Was reading The Real Witches’ Year for 29 March – did you know placing a clean cobweb (without the spider in it, obviously) over a cut or bleeding wound will help stop the bleeding?  Here’s another:  “if you can collect a cobweb with dew on it, without breaking it, place it on a dish of water to attract love into your life.”  The things I learn these days!  I won’t have access to any dew-covered cobwebs until I move, but I’m slowly building a mental list of the things I want to try when I move into my home.

The Witch’s Book of Days for the same day cracks me up.  “As Diana, prepare for coming renewal of virginity and the need to hunt.”
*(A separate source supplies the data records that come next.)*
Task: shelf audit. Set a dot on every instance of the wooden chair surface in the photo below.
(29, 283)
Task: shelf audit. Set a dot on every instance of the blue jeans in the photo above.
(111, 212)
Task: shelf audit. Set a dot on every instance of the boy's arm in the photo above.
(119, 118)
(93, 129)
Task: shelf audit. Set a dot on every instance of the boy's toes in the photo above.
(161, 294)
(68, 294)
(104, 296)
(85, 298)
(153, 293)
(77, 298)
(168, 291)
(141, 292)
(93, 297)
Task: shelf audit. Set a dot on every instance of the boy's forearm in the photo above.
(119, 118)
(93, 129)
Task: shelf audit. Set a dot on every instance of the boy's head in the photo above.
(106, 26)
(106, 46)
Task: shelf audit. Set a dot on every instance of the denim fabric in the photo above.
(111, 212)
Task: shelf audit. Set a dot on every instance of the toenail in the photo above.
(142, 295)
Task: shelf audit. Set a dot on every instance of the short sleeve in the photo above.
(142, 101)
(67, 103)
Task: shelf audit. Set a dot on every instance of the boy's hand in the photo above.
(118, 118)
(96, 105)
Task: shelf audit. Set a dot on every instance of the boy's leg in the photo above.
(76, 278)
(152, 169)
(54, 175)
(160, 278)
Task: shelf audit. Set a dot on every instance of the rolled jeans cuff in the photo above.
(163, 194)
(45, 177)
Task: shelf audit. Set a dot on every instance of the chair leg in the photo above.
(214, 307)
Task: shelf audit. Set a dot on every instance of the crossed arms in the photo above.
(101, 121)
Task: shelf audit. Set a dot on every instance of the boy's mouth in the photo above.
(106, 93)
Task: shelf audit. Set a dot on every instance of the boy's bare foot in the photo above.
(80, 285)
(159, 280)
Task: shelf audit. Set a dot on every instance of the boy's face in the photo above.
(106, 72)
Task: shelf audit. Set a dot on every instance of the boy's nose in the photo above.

OK, well, I don’t feel any need to hunt, so let’s toss that one out the window, but ... “renewal of virginity”??  How exactly does THAT work?  Isn’t that sort of a “you either are or you aren’t” kind of thing?  Hey, here’s my take on that.  If any of you remember your first moment when you stepped over the “virginity” line in the sand – and I’m referring to women here, not men – a lot of us don’t always remember that moment fondly.  Not the most pain-free moment of your life, usually.  I know most guys like to imagine their bedding of a virgin to be her most ecstatic discovery of the glory of the male phallus, but ... yeah, that rarely is her first thought at that moment.

Unless you consider “^&%^&, that ^&*%^’ing HURTS!” to be a euphemism for “I’m really ecstatic but am masking it extremely well by grimacing in pain.”

So, do I want my virginity renewed??  Two words:  HELL NO.  Jes’ sayin’.